The state has been transitioning to a new model of care for Medicaid patients focused on preventing illness, but it takes a team appraoch that not every doctor can afford. Health Reporter Erin Billups takes a look at group of doctors that have joined forces to offer better care.

When Dr. A.T. Adebayo started his Harlem-based practice 20 years ago, primary care doctors were considered the gatekeepers of their patients' health. But he says that eroded overtime.

"The challenges, one were that patients were going all over the place. They see more specialists, there's no coordination of care per se. They end up in the hospital mostly," he recalls.

Driving down unnecessary emergency room visits 25 percent by 2020 is the goal of ongoing state Medicaid reforms.

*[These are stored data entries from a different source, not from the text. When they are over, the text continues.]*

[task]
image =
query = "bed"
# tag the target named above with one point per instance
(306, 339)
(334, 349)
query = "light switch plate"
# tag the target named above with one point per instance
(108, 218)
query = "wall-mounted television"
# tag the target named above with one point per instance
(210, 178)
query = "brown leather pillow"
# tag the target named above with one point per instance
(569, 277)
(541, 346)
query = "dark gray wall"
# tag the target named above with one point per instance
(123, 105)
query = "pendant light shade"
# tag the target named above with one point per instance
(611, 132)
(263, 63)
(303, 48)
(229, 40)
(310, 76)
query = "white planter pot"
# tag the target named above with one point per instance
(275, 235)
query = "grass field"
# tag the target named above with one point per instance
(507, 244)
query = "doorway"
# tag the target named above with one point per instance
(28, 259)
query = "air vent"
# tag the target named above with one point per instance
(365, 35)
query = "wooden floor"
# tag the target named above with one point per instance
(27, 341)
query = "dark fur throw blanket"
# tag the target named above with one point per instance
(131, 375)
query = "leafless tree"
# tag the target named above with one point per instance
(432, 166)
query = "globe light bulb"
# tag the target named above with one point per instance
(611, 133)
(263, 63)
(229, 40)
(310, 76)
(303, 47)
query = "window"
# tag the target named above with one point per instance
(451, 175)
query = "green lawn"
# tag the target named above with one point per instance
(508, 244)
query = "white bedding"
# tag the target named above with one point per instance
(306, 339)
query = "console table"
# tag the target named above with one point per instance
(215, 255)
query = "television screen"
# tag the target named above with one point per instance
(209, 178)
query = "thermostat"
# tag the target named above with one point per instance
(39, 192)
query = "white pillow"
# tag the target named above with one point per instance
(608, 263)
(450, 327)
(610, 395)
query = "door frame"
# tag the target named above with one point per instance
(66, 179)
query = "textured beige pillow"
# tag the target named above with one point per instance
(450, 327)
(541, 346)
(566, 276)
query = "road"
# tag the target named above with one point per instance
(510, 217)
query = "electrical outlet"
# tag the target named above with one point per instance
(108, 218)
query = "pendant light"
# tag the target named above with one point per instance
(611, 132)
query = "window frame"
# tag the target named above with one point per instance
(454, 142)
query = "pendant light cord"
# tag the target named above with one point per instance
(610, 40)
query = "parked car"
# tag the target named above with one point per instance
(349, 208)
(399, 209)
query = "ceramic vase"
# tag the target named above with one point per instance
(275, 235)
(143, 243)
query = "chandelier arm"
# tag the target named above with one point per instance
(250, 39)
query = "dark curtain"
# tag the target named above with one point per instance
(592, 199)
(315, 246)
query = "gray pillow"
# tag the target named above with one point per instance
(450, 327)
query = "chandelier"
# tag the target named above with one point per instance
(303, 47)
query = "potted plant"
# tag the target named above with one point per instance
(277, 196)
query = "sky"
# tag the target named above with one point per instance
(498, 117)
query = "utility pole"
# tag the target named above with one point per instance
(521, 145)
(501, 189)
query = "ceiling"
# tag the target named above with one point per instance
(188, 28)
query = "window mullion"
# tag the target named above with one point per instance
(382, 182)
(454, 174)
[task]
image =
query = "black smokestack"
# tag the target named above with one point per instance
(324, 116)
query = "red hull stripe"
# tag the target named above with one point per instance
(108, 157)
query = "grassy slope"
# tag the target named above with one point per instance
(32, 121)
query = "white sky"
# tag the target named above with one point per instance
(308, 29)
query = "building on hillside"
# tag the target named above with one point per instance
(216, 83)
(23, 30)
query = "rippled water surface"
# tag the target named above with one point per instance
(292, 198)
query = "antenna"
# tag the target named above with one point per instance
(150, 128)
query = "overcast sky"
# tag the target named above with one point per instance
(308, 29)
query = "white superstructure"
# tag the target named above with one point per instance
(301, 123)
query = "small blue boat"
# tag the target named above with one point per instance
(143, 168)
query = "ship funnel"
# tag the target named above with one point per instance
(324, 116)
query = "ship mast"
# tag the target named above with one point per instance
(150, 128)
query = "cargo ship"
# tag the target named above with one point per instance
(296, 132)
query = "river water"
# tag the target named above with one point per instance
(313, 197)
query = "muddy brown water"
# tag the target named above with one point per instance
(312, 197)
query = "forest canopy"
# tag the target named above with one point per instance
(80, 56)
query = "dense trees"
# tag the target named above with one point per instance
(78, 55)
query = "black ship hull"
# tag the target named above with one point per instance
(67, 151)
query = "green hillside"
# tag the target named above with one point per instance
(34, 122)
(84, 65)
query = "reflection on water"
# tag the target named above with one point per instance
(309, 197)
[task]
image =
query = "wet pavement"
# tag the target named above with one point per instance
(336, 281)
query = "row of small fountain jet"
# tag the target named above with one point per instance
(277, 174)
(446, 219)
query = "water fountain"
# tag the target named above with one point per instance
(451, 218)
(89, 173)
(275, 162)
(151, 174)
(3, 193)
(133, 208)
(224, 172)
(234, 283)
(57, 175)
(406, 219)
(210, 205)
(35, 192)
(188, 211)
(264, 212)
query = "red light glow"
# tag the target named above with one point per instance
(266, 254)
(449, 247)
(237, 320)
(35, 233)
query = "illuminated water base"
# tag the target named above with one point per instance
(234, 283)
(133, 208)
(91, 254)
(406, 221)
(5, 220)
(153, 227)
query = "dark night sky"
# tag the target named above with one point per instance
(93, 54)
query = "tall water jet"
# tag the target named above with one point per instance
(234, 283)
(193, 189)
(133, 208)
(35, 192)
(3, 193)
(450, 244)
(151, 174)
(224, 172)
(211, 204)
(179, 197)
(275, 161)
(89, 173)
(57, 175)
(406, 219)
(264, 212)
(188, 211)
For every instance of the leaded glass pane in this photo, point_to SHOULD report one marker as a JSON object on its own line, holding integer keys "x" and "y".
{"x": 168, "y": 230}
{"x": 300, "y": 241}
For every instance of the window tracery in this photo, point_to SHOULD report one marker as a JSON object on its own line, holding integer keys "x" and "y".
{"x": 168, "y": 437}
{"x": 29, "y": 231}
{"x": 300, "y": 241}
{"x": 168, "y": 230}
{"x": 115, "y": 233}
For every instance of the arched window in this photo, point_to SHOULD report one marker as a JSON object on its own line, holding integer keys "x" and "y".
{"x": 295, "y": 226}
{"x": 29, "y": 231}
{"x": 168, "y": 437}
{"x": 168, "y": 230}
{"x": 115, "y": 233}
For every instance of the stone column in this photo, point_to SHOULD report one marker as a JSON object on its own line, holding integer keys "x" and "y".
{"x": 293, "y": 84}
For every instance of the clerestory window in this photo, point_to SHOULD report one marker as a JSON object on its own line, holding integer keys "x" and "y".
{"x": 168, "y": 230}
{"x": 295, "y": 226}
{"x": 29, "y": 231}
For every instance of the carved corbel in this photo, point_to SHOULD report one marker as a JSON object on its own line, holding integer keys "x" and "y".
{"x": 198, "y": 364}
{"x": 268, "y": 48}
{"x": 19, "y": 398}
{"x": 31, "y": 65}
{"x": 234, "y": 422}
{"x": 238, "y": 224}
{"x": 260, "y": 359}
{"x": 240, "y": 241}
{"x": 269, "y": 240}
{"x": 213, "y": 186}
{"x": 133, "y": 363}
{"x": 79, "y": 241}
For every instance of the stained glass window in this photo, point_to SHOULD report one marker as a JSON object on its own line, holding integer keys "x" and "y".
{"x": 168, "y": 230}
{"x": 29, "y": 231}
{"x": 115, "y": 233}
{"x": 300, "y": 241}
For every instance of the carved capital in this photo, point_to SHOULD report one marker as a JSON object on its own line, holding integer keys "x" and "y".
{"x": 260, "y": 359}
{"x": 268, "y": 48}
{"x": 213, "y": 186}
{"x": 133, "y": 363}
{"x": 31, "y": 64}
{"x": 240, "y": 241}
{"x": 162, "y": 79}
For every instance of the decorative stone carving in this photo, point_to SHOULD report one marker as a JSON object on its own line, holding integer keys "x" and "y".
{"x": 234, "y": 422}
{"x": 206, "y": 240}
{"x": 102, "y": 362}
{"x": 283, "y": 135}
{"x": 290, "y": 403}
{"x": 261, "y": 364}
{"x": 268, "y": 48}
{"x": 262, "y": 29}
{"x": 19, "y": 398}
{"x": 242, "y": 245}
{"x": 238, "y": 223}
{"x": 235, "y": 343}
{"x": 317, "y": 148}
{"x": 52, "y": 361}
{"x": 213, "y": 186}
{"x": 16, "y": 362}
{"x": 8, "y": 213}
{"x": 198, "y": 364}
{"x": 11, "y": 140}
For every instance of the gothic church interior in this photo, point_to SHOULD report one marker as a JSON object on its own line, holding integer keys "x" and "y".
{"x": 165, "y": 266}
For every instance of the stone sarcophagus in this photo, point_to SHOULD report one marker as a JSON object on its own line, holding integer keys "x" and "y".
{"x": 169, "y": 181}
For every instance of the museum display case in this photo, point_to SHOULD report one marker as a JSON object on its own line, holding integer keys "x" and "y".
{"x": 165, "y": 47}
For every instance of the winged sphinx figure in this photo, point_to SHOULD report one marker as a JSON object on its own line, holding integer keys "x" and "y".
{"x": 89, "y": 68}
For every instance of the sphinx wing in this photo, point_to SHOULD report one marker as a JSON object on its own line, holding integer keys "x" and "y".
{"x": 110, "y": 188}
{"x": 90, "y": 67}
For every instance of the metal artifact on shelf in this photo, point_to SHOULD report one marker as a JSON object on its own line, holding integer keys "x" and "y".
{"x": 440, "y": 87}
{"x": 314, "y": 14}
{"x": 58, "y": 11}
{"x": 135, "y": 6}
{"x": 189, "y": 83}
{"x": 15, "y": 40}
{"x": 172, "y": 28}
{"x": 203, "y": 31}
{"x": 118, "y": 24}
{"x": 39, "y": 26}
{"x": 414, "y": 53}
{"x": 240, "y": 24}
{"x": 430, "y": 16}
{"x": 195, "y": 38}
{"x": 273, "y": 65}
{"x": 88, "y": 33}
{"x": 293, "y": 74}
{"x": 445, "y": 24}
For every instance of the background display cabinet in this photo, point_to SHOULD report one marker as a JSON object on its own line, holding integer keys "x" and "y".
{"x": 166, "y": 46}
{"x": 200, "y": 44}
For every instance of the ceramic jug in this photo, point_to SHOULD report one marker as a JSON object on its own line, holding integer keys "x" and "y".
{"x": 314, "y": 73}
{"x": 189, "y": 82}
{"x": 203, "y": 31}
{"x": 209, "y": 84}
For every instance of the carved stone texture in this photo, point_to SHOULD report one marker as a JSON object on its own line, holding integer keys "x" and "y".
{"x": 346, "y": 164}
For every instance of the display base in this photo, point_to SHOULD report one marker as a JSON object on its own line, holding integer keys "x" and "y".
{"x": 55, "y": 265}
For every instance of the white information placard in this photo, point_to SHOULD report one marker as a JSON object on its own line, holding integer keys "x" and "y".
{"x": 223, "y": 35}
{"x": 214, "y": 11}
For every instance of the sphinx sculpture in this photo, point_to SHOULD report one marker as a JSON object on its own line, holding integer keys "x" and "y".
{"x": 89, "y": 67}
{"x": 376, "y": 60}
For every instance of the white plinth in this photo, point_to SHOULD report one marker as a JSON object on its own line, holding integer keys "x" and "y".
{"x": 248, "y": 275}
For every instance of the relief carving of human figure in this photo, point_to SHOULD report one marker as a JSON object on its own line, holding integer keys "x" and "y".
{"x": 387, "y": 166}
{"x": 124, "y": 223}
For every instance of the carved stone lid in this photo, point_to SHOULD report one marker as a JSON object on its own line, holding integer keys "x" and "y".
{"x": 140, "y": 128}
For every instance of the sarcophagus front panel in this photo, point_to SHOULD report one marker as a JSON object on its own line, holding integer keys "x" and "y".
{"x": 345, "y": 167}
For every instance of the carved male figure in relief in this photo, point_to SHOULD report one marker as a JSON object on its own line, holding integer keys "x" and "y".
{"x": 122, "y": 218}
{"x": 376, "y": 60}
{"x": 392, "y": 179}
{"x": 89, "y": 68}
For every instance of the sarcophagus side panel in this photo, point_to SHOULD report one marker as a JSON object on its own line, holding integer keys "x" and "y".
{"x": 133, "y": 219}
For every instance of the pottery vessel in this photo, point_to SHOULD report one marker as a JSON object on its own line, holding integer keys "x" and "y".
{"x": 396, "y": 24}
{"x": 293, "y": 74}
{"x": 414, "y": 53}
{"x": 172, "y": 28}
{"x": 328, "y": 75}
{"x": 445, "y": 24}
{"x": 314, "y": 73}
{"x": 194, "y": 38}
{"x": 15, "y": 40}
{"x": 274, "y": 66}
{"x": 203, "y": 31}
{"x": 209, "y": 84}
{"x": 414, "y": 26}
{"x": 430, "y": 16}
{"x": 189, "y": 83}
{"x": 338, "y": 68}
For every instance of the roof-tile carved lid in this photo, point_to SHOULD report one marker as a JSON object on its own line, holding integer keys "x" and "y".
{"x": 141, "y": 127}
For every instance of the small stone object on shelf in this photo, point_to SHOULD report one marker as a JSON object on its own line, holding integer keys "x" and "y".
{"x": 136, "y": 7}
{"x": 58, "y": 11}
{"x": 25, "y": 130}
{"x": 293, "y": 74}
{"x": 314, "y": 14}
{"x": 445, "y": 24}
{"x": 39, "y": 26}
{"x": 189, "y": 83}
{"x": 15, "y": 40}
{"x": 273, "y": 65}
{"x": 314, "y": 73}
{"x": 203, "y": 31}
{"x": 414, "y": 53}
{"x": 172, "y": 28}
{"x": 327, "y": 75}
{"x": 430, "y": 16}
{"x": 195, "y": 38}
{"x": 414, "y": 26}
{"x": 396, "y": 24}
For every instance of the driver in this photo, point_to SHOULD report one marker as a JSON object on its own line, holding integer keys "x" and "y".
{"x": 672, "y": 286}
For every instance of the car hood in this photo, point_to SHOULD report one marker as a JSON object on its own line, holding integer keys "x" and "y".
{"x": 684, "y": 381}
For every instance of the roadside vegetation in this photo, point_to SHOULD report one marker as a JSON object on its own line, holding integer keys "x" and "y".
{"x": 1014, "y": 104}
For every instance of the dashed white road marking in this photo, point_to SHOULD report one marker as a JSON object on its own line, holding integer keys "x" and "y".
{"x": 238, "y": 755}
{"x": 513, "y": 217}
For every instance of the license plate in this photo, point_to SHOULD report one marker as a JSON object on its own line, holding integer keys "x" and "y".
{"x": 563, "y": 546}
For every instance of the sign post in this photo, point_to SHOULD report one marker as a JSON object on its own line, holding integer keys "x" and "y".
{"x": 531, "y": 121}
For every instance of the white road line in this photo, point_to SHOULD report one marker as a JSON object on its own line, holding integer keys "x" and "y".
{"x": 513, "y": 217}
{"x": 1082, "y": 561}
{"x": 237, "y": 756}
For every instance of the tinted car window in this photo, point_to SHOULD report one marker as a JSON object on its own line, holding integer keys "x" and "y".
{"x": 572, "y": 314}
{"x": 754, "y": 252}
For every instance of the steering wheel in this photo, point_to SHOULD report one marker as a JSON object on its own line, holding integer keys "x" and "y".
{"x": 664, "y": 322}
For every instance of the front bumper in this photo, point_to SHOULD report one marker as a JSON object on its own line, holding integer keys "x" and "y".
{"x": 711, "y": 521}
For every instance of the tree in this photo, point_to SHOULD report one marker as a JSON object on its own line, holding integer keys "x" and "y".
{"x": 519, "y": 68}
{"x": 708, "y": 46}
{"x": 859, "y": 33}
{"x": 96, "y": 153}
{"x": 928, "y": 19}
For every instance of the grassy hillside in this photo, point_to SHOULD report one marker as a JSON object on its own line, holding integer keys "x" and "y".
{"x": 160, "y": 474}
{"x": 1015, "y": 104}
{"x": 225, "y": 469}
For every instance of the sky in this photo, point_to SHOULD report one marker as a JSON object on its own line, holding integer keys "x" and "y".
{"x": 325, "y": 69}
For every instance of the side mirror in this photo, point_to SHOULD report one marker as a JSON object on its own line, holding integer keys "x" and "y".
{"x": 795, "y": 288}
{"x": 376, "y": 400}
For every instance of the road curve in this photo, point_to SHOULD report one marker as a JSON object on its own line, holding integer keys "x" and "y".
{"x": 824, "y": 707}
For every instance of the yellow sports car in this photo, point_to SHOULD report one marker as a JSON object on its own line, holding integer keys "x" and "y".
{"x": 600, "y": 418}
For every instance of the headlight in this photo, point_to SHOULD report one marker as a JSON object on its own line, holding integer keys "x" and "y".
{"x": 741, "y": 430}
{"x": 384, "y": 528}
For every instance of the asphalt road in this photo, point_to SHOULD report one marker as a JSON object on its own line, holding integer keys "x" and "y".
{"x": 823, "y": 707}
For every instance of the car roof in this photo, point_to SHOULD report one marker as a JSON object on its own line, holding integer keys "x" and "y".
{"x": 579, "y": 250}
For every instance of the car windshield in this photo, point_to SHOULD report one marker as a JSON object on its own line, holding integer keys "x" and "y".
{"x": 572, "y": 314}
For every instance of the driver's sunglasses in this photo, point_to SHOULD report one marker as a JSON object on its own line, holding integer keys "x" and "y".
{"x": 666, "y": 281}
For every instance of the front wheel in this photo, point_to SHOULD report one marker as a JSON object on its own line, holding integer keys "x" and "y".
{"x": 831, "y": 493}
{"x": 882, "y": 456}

Doctors and hospitals are now rewarded for coordinating a patient's care - reimbursed for patients overall care, instead of each individual service they provide.

In order to offer that level of care, Adebayo joined a group of more than 2,000 other independent physicians called Advocate Community Providers or ACP.

"These doctors were providing care but struggling, they didn't have the resources to support them, that doctors who might be employed by a hospital would have," says Advocate Community Providers COO Mary Ellen Connington.

By pooling resources they've gained access to more than $700 million in state funding, allowing them to update their services in low-income communities.

Now ACP's 650,000 patients in Manhattan, Queens, Brooklyn and the Bronx can connect to their doctor and records through an online portal. There are also community health workers that follow up with patients, walking them through changes in their care and connecting them to specialists when needed.

"For us it is a necessity, it is a survival. We have to do this in order to continue to shore up that community based provider network in the communities we serve," says Connington.

"The coordination with ACP has really helped to improve the level of service we provide to the community," says Adebayo.

Adebayo's patient Zola Ivery has noticed the difference. The coordinated care is helping her to control her asthma and lose weight.

"We're patients, you know we're humans. You get better care from your doctor because he's looking at you as a whole patient," she says.

The state Health Department says even with a looming repeal to Obamacare it intends to keep the program going.